Drop the mic
And hold the bunny
At first, I insisted on keeping the desk in the house. If not in the living room, on the screen porch. With all my recording equipment in the top drawer. Accessible enough that I could write or record at any time, even after the baby came. I was adamant that I would not become a hollow shell of a woman, so consumed with the duties of mothering that the other vibrant parts of myself— the writer, the singer, the creator— withered and died. That would be a recipe for disaster, for resentment and shame and internal collapse.
But we live in a small house, and with all the baby stuff coming in, there simply wasn’t room for the desk inside.
It’s been out on the porch all year. Collecting dust and mostly taking up space that I’ve begun to eye as more valuable real estate for Valor to roam and tumble. He’s sixteen months now, insatiably curious, in constant movement.
And more movement is on the way. Another baby is coming. We found out in April that I’m pregnant again. The full rainbow of emotions unfurled in our bathroom early on Easter morning as we watched two little pink lines appear on the pregnancy test: positive. I shook and sobbed, holding Valor on my lap. Andrew crylaughed and laughcried and hooted with unfettered joy. Shock and grief and wonder and awe and excitement and terror and gratitude and more, gut churning and heart rending. I’m now thirteen weeks along and have mostly adjusted to the new reality that I’m about to have another baby, a bit sooner than I thought I would, at the end of this year.
And so our house is feeling even smaller. I’m looking at ways to get creative with space and to expand the playzone even more.
For a few weeks now, I’ve been itching to take the desk out. We finally moved it this past weekend. I couldn’t wait. First, I cleaned out the drawers. Lovingly wrapped up the sound cables, boxed up the microphone and all its accoutrements and moved them to the garage.
I was astonished by how little charge I felt around it all. How little fear or shame or hesitation there was. Because the truth is, in the sixteen months since Valor was born, I haven’t recorded any music, other than voice notes of me singing with him burbling in the background. And I haven’t written anything on my desk. I use Andrew’s or the kitchen table. The writing gets done. And the singing is still happening, even if it’s not during a dedicated recording session with wires and cables to indicate its legitimacy.
The desk, when it initially came into my life, was a symbol of my claiming my identity as Writer. So too with the microphone. A professional-grade one that would affirm that I am a Musician. And they both served me well in those last years of my maidenhood, as I finished graduate school, began a consistently dedicated writing practice, and recorded an album. The objects helped me solidify parts of myself that had been dormant and under-tended for years, and I clung to them in the early months of motherhood in an attempt to not lose those parts.
But something else is happening. The lack of fear and self-doubt around moving everything out to the garage feels like a big deal. Like something in me is maturing. I realized as I packed it all away, that maybe I don’t need the objects to prove to myself that I’m a writer and a musician. I don’t even need to be actively writing songs or recording or sharing them to prove that to myself, not in the way I did in years past.

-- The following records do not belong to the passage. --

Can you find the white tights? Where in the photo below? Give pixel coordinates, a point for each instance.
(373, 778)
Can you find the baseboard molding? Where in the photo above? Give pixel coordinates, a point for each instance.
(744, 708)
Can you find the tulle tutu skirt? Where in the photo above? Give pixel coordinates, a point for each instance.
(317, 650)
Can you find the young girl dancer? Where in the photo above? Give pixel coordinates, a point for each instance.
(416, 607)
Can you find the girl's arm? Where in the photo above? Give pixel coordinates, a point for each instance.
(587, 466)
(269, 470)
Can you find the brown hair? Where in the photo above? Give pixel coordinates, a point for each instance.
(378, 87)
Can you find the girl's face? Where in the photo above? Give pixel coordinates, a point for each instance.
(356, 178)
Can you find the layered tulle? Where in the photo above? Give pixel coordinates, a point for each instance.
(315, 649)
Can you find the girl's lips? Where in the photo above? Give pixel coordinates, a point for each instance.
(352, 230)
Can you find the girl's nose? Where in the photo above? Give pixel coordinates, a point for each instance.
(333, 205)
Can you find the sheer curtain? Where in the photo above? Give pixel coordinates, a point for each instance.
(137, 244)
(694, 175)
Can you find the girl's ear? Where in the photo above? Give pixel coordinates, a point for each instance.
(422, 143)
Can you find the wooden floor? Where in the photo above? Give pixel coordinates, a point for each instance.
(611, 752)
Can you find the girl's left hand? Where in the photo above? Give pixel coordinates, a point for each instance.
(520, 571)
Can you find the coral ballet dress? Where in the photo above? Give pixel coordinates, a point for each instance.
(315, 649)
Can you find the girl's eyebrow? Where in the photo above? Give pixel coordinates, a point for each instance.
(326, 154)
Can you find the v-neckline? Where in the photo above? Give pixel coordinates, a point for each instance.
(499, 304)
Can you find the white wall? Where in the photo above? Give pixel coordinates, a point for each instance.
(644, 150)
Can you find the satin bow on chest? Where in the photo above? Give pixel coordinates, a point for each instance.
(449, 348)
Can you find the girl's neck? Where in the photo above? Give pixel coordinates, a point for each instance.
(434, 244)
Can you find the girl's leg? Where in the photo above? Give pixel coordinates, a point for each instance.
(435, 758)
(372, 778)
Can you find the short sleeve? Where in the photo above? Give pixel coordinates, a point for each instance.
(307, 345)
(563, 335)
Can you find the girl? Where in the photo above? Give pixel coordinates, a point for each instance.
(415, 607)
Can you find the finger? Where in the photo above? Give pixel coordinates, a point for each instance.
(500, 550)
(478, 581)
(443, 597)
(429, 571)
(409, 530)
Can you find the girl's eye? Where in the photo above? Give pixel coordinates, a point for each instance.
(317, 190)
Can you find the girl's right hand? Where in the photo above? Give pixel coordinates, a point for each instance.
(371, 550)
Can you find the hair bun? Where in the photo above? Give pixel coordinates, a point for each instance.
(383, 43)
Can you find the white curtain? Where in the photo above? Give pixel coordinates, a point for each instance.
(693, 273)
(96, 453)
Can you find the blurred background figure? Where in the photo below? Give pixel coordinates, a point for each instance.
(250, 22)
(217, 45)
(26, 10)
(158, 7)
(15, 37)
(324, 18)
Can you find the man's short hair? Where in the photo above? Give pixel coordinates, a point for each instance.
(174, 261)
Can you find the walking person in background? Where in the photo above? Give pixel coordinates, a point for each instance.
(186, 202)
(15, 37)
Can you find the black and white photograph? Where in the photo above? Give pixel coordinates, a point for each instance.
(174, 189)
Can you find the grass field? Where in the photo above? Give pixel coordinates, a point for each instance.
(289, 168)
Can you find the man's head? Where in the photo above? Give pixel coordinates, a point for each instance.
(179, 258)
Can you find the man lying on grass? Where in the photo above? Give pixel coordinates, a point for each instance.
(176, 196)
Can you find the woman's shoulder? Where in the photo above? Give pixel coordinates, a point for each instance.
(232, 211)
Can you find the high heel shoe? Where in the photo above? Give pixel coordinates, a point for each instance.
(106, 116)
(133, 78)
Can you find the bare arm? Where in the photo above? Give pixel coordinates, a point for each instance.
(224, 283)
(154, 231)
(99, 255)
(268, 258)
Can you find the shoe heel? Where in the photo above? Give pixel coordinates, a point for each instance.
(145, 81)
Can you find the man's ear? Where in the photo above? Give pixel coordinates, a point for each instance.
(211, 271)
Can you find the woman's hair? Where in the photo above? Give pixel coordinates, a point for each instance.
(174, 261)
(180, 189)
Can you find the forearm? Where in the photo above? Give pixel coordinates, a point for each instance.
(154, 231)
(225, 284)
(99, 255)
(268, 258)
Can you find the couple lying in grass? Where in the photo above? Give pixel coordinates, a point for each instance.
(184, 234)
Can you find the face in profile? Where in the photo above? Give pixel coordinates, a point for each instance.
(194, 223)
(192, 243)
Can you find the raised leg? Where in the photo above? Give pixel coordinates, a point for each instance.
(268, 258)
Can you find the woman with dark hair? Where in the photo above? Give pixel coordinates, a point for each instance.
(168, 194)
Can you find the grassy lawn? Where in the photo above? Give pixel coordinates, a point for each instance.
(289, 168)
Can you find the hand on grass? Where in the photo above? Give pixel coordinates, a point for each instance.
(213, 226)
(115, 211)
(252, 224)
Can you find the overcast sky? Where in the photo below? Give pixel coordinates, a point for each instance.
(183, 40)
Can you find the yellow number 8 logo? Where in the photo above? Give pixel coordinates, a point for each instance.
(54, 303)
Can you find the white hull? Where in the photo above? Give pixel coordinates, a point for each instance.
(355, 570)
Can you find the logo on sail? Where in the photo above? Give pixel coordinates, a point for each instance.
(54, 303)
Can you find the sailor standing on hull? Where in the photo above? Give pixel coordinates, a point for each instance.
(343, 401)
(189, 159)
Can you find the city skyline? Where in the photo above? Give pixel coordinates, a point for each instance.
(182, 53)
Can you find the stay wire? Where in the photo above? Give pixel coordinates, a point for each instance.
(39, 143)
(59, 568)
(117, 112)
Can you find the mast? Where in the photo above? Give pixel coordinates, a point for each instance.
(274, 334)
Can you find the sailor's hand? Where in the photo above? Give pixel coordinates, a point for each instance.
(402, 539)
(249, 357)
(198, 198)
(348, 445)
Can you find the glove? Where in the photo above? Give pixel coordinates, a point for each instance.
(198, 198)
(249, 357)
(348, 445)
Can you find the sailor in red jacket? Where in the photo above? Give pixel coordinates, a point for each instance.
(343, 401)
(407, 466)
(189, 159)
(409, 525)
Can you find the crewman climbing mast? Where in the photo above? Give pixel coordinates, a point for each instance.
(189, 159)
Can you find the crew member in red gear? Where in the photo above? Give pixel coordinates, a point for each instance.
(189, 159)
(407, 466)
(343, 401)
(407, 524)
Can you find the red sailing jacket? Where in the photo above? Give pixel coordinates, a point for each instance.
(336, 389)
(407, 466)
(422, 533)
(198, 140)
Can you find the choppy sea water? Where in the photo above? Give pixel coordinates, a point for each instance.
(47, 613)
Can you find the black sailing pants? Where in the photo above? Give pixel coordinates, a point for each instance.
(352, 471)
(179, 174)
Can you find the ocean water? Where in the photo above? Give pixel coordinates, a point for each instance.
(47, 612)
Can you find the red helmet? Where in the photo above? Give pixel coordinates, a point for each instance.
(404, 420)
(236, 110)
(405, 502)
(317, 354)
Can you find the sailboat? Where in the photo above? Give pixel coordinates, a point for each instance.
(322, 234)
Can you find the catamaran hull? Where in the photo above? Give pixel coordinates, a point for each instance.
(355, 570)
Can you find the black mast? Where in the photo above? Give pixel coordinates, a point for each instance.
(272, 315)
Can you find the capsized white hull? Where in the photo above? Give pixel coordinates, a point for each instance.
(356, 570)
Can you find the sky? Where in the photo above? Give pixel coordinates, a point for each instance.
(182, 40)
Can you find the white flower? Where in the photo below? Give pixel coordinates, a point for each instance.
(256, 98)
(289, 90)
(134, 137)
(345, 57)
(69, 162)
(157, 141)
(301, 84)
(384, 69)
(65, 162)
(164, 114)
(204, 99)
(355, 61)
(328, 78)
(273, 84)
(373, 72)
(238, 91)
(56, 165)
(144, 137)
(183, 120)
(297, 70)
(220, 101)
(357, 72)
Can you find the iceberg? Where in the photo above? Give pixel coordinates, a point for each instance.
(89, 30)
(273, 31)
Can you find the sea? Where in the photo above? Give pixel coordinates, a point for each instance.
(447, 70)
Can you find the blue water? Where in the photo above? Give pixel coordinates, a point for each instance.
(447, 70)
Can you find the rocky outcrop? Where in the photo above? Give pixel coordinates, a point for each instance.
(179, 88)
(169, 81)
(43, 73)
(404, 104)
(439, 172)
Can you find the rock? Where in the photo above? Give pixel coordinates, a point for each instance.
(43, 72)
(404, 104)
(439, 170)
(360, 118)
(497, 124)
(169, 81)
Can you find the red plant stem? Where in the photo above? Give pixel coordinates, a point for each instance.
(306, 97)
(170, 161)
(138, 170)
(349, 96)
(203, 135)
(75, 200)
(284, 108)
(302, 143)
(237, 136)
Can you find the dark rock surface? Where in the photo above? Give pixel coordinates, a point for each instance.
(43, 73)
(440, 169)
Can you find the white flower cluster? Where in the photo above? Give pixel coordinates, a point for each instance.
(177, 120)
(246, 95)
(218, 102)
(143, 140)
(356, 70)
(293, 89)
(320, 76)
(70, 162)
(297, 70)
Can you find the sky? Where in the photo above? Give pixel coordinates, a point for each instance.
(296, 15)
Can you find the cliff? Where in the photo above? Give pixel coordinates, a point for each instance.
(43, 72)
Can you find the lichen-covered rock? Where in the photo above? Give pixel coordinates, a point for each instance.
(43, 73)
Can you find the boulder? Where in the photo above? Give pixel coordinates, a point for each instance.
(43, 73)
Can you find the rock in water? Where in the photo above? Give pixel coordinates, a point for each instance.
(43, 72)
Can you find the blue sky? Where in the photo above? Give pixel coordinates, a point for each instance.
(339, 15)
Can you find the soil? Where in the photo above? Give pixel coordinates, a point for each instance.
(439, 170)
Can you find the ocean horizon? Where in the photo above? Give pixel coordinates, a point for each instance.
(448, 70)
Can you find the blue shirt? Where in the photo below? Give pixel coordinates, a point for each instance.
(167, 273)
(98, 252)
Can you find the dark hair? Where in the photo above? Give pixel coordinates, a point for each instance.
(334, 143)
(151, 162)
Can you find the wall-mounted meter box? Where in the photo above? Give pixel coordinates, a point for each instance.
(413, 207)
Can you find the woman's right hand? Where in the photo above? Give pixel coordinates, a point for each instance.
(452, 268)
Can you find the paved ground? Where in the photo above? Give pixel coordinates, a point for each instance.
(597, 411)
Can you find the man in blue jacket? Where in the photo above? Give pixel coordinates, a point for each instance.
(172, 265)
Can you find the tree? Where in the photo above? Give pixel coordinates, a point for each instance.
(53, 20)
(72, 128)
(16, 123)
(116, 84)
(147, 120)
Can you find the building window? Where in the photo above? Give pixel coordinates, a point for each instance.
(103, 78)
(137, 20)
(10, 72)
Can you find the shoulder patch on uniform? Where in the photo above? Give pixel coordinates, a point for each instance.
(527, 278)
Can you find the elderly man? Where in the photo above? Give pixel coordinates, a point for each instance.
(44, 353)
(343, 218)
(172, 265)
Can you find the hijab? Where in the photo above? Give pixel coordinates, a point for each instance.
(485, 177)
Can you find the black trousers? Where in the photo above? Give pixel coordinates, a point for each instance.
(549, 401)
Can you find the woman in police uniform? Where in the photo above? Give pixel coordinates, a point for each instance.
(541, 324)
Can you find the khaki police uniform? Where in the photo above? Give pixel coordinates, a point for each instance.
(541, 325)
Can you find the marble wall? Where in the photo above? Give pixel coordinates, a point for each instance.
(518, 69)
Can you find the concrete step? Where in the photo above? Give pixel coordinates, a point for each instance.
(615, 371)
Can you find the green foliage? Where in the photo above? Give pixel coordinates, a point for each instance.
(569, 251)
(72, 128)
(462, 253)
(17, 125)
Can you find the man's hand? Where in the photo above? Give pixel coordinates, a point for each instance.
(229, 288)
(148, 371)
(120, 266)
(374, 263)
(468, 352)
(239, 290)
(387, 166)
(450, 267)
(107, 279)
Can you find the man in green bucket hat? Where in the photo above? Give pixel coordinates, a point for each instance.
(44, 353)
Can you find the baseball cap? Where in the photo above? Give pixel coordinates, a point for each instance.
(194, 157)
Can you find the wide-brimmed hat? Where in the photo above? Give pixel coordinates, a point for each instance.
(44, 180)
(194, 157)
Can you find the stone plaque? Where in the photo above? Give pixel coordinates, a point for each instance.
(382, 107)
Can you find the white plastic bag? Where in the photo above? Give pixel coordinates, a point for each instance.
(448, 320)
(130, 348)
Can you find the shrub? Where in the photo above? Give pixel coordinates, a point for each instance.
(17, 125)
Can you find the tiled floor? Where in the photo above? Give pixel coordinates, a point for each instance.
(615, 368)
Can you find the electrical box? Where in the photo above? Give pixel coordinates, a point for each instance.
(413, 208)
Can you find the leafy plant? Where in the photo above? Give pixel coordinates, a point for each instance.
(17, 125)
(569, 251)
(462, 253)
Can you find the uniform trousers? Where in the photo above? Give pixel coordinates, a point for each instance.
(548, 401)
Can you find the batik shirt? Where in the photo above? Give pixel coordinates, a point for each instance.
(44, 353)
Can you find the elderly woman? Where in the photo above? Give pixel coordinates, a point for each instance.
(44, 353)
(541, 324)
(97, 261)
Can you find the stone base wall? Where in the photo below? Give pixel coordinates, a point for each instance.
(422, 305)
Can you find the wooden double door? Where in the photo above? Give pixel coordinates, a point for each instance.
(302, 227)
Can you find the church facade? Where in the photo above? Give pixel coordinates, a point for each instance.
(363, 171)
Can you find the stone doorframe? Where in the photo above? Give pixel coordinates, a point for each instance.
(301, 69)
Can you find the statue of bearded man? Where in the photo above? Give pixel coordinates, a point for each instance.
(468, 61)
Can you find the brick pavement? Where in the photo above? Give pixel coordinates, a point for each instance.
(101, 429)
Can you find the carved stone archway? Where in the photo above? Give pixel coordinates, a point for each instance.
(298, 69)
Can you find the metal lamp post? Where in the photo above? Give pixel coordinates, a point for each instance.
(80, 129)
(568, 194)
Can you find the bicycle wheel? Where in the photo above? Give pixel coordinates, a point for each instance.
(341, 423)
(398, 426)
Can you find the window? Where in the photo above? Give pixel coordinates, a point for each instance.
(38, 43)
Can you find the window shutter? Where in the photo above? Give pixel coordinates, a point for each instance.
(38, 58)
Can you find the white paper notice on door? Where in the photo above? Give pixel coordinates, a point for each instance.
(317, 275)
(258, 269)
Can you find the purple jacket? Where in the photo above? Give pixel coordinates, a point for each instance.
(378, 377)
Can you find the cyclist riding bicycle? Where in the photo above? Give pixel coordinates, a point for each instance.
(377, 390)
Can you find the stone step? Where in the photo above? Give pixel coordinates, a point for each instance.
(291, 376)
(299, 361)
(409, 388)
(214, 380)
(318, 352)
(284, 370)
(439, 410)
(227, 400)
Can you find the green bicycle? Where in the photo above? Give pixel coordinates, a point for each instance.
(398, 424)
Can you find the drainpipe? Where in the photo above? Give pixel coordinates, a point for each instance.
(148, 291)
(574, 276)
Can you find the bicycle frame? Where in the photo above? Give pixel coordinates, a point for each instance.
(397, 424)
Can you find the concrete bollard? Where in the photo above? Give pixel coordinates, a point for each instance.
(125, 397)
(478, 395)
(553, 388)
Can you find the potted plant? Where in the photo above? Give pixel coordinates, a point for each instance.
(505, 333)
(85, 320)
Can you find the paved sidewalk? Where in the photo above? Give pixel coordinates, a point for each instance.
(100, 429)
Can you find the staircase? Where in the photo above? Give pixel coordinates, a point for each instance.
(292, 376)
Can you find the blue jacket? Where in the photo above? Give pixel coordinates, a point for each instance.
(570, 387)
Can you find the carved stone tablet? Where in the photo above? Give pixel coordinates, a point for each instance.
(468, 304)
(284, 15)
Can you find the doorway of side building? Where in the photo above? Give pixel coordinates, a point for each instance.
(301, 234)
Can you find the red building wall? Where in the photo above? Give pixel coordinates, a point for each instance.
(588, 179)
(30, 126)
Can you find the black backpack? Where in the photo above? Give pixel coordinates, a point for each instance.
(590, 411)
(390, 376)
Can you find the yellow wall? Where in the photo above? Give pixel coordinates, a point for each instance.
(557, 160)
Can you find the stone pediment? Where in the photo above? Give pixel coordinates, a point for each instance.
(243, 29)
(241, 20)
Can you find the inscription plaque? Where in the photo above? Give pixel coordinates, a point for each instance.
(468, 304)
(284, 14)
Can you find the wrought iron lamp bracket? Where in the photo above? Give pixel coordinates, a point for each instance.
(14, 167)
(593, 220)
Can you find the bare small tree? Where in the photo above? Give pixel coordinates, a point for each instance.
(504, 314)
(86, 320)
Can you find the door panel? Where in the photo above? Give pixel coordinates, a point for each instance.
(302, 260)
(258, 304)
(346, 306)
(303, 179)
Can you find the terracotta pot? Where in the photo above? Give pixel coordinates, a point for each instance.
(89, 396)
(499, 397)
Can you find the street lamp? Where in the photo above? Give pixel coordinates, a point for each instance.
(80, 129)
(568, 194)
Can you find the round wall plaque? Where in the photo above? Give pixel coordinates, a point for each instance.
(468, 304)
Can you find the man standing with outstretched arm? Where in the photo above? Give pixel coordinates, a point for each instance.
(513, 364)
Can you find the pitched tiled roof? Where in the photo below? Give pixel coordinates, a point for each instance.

Because the truth is that my life is changing so much, my identity and the ways I spend my energy have transformed so radically since I gave birth, and letting go is no longer a disorienting prospect. I do feel fully immersed in motherhood. And I’m about to have two babies under two years old and begin an initiation into a completely different realm. I don’t and won’t have unlimited free time to create anymore, the way I used to. But I don’t feel hollow or resentful or collapsed.
My midwife and friend Hannah recently shared with me that the Mayan goddess Ixchel is depicted in three different ways as she moves through the stages of maiden, mother and crone. As a maiden she is seen with her wand, fully engaged in her craft and magic. As a mother, the wand is gone. She is instead holding a giant bunny who takes up her whole lap and fills her entire embrace. She is so fully in her mothering that her wand is gone. But then it returns when she becomes a crone, and with it, a serpent of wisdom around her crown.
And so it is. I do not fear that my wand will never return. In fact, I feel more powerful and creative than ever in this chapter, in ways I can’t even fully explain. And I don’t need a desk or a microphone to make it so. What I need is a few more square feet of space and a few less delicate objects to fret over, so this bunny can bounce.



Congratulations! And I really resonated with this piece, relating to my own art practice. I’ve just been picturing holding a massive bunny since I read it, and it’s super nice 😊
Beautifully said. Congratulations, Tana, Andrew and Valor!